Checking assumptions is different with making other statistical conclusions.
Firstly, assumptions hold as long as no evidence against them. We do not have to show evidence to support the assumptions. In stead, we only need to show that there is no obvious evidence against the assumptions. To understand this, we may use an example in legal system. In a court, the accused is assumed to be not guilty until the prosecutor gives sufficient evidence to prove that the accused is guilty. This is called “Presumption of Innocence”. The accused does not need to collect evidence to prove that he or she is not guilty.
Assumptions in statistics are similar to presumptions in legal system. When we check normality, we do not prove normality, but show no existed evidence shows the violation of normality.
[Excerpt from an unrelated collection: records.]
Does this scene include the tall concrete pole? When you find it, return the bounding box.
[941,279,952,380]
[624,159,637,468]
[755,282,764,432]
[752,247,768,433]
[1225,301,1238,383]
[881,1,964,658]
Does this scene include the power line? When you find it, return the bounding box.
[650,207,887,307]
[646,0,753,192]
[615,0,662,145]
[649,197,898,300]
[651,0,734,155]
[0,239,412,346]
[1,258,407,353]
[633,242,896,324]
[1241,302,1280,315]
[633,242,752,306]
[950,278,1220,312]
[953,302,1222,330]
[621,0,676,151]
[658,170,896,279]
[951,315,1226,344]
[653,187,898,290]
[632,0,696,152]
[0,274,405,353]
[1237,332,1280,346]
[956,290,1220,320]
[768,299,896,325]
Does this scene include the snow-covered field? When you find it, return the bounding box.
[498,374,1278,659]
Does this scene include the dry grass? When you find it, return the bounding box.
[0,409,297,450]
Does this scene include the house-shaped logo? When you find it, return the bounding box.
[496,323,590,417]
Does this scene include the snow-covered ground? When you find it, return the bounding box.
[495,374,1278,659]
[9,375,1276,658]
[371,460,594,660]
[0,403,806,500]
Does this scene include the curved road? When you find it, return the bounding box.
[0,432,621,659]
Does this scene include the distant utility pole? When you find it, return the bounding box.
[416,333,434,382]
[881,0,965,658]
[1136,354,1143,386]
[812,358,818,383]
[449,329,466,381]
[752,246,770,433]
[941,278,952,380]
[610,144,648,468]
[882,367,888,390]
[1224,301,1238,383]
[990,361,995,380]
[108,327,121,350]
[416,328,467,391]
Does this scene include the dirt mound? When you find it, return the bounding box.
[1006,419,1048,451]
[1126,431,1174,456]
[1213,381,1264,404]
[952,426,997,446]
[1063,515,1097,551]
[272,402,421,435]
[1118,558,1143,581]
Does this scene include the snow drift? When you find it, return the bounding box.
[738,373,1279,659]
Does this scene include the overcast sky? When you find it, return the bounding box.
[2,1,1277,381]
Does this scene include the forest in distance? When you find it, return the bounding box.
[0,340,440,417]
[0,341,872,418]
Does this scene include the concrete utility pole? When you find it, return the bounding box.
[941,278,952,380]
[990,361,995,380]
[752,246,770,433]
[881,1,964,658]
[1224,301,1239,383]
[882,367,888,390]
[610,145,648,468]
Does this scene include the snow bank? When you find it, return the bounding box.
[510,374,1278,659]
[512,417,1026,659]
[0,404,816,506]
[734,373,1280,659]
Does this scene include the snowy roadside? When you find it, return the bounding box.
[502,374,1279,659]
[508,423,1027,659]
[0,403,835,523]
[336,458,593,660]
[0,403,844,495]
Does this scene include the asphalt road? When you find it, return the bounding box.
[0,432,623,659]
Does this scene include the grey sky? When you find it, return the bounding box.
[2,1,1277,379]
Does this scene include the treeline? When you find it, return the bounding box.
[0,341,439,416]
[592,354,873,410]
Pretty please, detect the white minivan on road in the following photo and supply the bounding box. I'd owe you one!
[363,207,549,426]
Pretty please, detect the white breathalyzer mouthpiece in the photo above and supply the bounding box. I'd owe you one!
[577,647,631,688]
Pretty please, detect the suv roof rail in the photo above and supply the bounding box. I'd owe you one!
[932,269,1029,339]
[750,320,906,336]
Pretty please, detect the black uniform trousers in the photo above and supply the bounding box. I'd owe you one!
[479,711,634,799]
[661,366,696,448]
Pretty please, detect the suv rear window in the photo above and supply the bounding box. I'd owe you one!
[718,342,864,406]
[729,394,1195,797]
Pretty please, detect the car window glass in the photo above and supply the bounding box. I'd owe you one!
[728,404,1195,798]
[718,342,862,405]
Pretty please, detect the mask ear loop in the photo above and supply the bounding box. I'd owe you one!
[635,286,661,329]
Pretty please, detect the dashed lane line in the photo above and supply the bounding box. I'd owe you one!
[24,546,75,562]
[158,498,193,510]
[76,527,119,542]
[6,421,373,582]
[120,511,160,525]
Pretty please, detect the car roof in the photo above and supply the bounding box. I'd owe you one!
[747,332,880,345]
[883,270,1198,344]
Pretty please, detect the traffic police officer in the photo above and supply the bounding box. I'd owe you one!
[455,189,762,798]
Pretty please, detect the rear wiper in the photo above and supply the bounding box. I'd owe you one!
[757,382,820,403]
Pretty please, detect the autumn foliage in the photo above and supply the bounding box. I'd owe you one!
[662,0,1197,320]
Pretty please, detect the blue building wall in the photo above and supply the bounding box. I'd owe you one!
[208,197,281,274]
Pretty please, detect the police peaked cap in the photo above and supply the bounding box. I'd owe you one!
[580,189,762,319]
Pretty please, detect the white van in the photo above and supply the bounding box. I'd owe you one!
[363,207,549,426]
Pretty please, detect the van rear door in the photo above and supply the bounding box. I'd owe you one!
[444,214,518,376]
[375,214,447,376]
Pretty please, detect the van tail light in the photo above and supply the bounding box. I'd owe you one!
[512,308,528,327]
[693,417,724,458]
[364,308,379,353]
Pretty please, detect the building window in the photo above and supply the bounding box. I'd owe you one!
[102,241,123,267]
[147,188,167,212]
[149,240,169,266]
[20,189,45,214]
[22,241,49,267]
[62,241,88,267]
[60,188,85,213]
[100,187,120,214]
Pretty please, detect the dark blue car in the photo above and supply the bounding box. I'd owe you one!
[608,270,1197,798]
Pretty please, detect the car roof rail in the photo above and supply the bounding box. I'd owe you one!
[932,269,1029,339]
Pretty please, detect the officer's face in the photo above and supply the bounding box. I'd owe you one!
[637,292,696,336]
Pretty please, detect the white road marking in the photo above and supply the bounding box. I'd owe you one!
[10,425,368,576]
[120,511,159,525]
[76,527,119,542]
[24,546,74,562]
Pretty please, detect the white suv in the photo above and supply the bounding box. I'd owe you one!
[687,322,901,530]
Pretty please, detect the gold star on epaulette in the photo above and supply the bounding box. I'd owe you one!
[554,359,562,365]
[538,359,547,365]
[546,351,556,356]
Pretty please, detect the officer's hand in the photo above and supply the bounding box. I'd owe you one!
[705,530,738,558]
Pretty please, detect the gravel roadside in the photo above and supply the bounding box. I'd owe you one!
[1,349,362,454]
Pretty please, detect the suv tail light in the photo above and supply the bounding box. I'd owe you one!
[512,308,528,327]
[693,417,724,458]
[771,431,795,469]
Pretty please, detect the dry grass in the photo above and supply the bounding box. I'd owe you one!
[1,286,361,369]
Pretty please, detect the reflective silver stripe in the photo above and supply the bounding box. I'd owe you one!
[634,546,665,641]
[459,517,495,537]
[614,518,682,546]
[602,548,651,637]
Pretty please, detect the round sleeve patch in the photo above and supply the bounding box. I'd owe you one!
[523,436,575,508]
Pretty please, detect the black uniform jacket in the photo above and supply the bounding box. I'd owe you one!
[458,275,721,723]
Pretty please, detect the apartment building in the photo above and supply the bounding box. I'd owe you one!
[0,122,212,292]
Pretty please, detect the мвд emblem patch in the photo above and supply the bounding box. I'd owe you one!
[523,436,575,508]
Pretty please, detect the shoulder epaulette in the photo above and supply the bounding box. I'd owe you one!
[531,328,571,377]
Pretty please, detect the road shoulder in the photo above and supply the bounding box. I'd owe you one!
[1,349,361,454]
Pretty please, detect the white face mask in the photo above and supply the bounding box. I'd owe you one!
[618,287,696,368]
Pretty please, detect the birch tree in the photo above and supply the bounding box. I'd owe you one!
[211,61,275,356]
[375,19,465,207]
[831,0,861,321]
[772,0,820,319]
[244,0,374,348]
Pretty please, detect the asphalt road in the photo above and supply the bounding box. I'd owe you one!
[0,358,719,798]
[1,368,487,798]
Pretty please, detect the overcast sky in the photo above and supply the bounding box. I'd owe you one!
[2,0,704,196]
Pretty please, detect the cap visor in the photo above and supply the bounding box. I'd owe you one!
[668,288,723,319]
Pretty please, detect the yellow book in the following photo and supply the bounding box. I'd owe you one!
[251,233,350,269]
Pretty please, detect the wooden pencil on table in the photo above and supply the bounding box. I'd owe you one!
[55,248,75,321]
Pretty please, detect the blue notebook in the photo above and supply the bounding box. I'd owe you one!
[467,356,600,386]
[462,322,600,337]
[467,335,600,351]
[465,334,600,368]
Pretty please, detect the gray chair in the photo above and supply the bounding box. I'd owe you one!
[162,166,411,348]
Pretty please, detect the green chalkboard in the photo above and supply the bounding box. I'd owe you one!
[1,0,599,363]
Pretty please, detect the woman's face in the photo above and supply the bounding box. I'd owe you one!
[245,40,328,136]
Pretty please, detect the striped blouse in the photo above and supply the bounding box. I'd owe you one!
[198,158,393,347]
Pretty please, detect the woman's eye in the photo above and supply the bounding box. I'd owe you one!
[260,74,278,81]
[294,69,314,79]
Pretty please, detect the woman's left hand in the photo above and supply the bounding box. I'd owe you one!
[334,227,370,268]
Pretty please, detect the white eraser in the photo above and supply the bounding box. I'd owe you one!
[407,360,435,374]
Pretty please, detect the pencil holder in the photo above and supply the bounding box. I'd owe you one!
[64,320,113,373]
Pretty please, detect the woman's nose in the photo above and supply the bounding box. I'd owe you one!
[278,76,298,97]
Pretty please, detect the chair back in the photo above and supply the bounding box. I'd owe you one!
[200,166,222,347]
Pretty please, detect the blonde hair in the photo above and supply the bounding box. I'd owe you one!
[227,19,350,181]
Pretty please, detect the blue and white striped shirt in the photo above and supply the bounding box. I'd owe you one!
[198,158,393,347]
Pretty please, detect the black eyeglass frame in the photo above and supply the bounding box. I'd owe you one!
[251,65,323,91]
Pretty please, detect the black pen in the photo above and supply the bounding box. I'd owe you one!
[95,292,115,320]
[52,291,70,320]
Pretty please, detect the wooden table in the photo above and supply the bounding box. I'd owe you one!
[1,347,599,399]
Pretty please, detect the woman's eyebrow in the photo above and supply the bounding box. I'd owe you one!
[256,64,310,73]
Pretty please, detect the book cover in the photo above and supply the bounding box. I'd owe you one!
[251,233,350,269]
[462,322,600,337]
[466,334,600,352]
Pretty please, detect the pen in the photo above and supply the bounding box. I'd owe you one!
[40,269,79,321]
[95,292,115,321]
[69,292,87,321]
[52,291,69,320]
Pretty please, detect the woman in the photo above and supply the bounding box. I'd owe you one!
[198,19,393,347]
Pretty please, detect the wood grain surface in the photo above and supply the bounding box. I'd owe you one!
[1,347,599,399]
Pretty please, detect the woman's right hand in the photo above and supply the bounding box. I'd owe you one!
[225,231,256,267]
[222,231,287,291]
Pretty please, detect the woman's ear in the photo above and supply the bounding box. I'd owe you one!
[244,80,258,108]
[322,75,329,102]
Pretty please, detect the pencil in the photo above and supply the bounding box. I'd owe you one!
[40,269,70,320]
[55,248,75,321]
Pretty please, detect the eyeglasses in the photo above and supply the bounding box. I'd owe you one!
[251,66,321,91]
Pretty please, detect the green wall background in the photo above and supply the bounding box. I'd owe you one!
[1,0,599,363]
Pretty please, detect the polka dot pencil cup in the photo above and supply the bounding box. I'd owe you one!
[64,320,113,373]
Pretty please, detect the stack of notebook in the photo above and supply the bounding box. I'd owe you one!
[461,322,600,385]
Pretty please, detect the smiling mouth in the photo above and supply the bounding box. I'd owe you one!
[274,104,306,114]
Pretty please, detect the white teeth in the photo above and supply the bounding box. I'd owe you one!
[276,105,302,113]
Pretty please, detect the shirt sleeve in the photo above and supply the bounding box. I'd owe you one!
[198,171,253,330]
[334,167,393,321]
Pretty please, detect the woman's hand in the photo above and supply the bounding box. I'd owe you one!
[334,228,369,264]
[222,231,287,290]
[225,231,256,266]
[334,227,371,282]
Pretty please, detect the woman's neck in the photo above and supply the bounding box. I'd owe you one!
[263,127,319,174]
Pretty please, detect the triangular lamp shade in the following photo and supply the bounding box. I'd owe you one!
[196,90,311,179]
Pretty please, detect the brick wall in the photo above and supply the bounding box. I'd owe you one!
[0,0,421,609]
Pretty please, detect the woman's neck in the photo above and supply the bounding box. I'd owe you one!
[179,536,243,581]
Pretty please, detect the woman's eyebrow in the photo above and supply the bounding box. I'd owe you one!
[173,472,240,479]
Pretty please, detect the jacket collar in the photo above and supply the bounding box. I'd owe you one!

Secondly, when hypothesis tests are used to check assumptions, the assumption is usually put in the null hypothesis, such as $$ H_0: \text{Normality holds} $$ vs $$ H_1: \text{Violation of normality}. $$
However, when we try to make other statistical conclusions, we usually put what we want to prove in the alternative hypothesis, such as $$ H_0: \text{the new treatment has no effect} $$ vs $$ H_1: \text{the new treatment is effective}. $$ Last by not least, the result from assumption checking is usually a weak conclusion compared with other statistical conclusions. For example, normality assumption holds does not mean there is evidence to support the normality of the data. We do not need to control power and confidence level for normality checking, because we are not proving normality. Power and confidence level are only needed for making strong conclusion, such as “outcomes are different among treatment groups”.